Reputation: 395
I’m looking for a more efficient way to drill down to one record in large data sets. Every once in a while I have to find a record that made it past the cleaning process and has some junk data in one of the fields. Currently I wind up dropping back to a cursor, that’s wildly inefficient, to loop over the data set. Here is an example of what I'm talking about:
CREATE TABLE #t(
PK INT PRIMARY KEY IDENTITY(1,1),
SomeVal VARCHAR(50) NULL
)
INSERT INTO #t(SomeVal)
VALUES('1.2'),('3.4'),('5.6'),('7.8 Junk.....')
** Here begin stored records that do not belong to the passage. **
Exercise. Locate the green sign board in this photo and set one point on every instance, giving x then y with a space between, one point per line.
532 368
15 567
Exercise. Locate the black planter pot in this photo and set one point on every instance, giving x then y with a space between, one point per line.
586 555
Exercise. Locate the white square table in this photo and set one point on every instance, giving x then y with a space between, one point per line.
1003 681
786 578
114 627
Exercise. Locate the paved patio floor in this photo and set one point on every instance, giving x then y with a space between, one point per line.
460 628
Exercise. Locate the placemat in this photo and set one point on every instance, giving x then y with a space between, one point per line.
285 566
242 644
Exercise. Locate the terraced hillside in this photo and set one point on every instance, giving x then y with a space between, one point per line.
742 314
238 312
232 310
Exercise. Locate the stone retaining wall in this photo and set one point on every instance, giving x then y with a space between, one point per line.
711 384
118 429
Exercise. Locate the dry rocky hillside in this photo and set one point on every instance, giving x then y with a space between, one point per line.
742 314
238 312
DECLARE x CURSOR FOR SELECT PK, SomeVal FROM #t
DECLARE @y INT
DECLARE @z VARCHAR(50)
OPEN x
FETCH NEXT FROM x INTO @y, @z
WHILE @@FETCH_STATUS = 0
BEGIN
BEGIN TRY
SELECT CAST(@z AS MONEY) --Create the error
END TRY
BEGIN CATCH
PRINT('The Primary key is: ' + CAST(@y AS VARCHAR(50)) + ' and the offending value is: ' + @z) --Catch the records primary key and the value that causes the error
END CATCH
FETCH NEXT FROM x INTO @y, @z
END
CLOSE x
DEALLOCATE x
DROP TABLE #t
Does anyone have a pro tip that makes this faster? I know that cursors are bad news most of the time but I had to come with something in pinch...I want to be better prepared the next time it comes up.
Upvotes: 0
Views: 328
Reputation: 853
TRY_CAST/TRY_CONVERT will return NULL on a fail and are designed specifically for that scenario.